Data Science AND Data Engineering
The current century is the century of data. Since the onset of internet-based technologies, there has been massive consumption and generation of data. This opportunity of storage, transfer, and retrieval of data has helped in the creation of several tools, technologies as well as newer disciplines for its study. Two such disciplines that we are going to discuss today is the difference between Data Science and Data Engineering.
- Data Science:
Data science is the study of where information comes from, what it represents and how it can be turned into a valuable resource in the creation of business and IT strategies. Mining large amounts of structured and unstructured data to identify patterns can help an organization rein in costs, increase efficiencies, recognize new market opportunities and increase the organization's competitive advantage.

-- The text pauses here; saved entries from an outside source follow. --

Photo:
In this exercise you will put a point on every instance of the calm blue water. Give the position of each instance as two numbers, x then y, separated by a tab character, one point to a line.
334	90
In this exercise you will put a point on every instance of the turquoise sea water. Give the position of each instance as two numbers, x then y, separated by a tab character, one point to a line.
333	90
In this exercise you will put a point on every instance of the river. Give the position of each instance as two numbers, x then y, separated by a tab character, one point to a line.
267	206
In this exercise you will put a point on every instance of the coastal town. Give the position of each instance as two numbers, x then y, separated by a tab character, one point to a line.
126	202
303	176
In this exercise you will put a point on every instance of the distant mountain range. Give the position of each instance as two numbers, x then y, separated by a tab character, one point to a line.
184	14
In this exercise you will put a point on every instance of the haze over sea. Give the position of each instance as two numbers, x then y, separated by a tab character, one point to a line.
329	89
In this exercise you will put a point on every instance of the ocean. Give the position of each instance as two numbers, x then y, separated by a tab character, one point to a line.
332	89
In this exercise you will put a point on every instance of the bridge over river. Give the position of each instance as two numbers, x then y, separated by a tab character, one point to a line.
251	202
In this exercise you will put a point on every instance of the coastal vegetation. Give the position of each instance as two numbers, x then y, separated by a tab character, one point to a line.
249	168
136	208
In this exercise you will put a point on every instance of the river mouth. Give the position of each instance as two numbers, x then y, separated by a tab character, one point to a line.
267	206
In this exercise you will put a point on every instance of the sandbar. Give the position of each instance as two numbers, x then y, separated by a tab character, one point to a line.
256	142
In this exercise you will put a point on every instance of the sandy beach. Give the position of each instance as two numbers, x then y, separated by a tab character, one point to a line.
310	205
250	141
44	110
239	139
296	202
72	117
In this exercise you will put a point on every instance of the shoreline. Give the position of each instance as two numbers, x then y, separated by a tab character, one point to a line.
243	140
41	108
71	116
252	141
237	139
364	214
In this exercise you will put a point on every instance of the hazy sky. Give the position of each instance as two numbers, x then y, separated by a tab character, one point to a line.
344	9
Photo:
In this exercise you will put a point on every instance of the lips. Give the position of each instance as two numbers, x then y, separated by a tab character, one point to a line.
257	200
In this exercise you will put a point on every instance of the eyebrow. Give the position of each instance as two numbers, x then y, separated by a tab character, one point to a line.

The term data science was used since 1960’s as a substitute for computer science. Although, in 2001 the word Data Science was presented as an independent discipline. Since then, researchers and scientists have tried to explain the meaning based on their own understanding and work.
According to Wikipedia, "Data Science is an interdisciplinary subject that exploits the methods and tools from statistics, application domain, and computer science to process data, structured or unstructured, in order to gain meaningful insights and knowledge".
reference: https://www.quora.com/What-is-data-science
- Responsibilities of Data Scientist:
A data scientist’s chief responsibility is data analysis, a process that begins with data collection and ends with business decisions made on the basis of the data scientist’s final data analytics results.The data that data scientists analyze, often called big data, draws from a number of sources. There are two types of data that fall under the umbrella of big data: structured data and unstructured data. Structured data is organized, typically by categories that make it easy for a computer to sort, read and organize automatically.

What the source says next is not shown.